Based on the trends observed during the season, it was clear that developing strategies to increase assists would be highly beneficial for the team. There are two key elements that coaches can leverage to enhance the level of cooperation in a group of players, leading to more assists: (1) Building lineups based on naturally-occurring player pairings, and (2) giving lines more chances to play as a group to learn how to work together over time. As you will see, I managed to get the coach of this team to cooperate with testing out different line compositions, but did not manage to convince him to use them long enough to see if performance would continue to improve.
Young athletes, particularly those in the middle school age range (11-14) tend to cooperate more easily with some players versus others during team-based sports events [1]. There can be a variety of reasons why these pairings develop; friendship is one explanation, but there can also be personality and other cognitive compatibilities that make the rapid, tacit coordination necessary in games easier to achieve. Whatever the reason for them, the result is a regular pattern of cooperation between certain pairs of players during games, such as in patterns of assists or offensive rebounds. Some clear patterns were evident early in the season for the Sacred Heart Boys Varsity Basketball team.
I wondered if building lineups for games around these naturally-occurring pairings could strengthen teamwork during games. To test this, we first constructed a heatmap based on the naturally occuring pairings between players during the first 6 games, based on assists and offensive rebounds, displayed below. Darker red shades in a cell at the intersection of two players indicate more assists or rebounds between them.
We used these pairings to create two roughly balanced lines of five players each to alternate between during games. The alternating lines contained a mix of starters and subs; this allows older players to be leaders of different lineups instead of competing with each other to lead the starting line (or disengaging when they cannot lead). Mixing age and ability levels has been shown to have benefits in general educational settings, where high achieving students can grow more when they are not combined in classes with gifted students who overshadow them [2], and lower achieving students benefit from working alongside more capable peers.

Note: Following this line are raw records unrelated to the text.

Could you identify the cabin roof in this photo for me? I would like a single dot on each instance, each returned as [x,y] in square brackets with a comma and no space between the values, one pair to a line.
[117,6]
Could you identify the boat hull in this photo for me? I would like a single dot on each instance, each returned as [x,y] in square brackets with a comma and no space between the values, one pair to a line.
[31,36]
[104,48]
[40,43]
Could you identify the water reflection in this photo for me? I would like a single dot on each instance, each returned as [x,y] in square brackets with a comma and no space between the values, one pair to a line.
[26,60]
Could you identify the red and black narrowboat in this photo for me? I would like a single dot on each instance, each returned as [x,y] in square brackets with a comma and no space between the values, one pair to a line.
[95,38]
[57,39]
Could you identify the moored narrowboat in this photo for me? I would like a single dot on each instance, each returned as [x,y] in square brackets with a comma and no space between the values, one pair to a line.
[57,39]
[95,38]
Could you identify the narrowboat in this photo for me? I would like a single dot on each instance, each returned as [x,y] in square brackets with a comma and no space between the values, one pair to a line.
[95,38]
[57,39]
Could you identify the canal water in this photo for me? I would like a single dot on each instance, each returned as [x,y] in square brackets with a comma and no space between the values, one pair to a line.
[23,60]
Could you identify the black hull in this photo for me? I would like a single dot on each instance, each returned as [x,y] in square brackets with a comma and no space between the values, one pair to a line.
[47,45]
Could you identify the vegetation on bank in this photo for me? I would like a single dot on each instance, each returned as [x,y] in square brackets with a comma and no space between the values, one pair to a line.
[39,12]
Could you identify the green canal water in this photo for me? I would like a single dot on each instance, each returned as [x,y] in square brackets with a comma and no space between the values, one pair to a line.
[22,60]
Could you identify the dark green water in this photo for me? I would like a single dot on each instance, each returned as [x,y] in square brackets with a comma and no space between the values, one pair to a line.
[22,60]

By contrast, combining too many dominant or "star" players in a lineup decreases team cooperation and performance, even in professional NBA teams [3].
Two different versions of these optimized lineups were tested in two different games in the middle of the season. The top rows contain the outcomes for the Aquinas game, where the starting line played in the first quarter and half of the second quarter. The rest of the game consisted of lines 2 and 3 in 2-3 minute rotations. By the time the rotations began, Sacred Heart had a 30 point lead and so the clock followed the "mercy rule" protocol and remained running for the rest of the game (which results in less than half the amount of playing time compared to a standard game clock protocol.) Despite that, lines 2 and 3 performed better than the starting line on several dimensions. The starting line achieved fewer assists or rebounds than either of the other lines, and had a lower FG%. In the end, Sacred Heart won 80-21, their highest score of the season, and the game overall had the highest number of Assists, AST/TO, and FG% of the season to date.

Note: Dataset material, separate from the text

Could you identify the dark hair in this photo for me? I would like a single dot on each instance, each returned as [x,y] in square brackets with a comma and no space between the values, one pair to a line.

In the Ave Maria game, only 8 players were available. In rotating the lines, the coach mixed the composition a bit, resulting in line 3 which does not include the optimal pairings identified in our preliminary analysis. In looking at the performance of the four lines in the game, we see that lines 2 and 4 ( built on synergistic player combos) did as well or better on many dimensions of the game as the starting line, particularly in light of playing relatively fewer minutes. Both lines 2 and 4 achieved the same or more assists with fewer turnovers, resulting in a higher AST/TO than the starting line, also allowing fewer points by the opponent and making a similar number of rebounds (again, in fewer minutes of playing time). Line 3 was relatively weaker by comparison.
Taken together, these two test cases support the potential utility of building player lineups around naturally-occurring player pairings, and could help the team build better team coordination to achieve stronger results together. Hopefully we will have a chance to trying maintaining a stable lineup composed in a similar manner to see if we could improve even more upon these trends.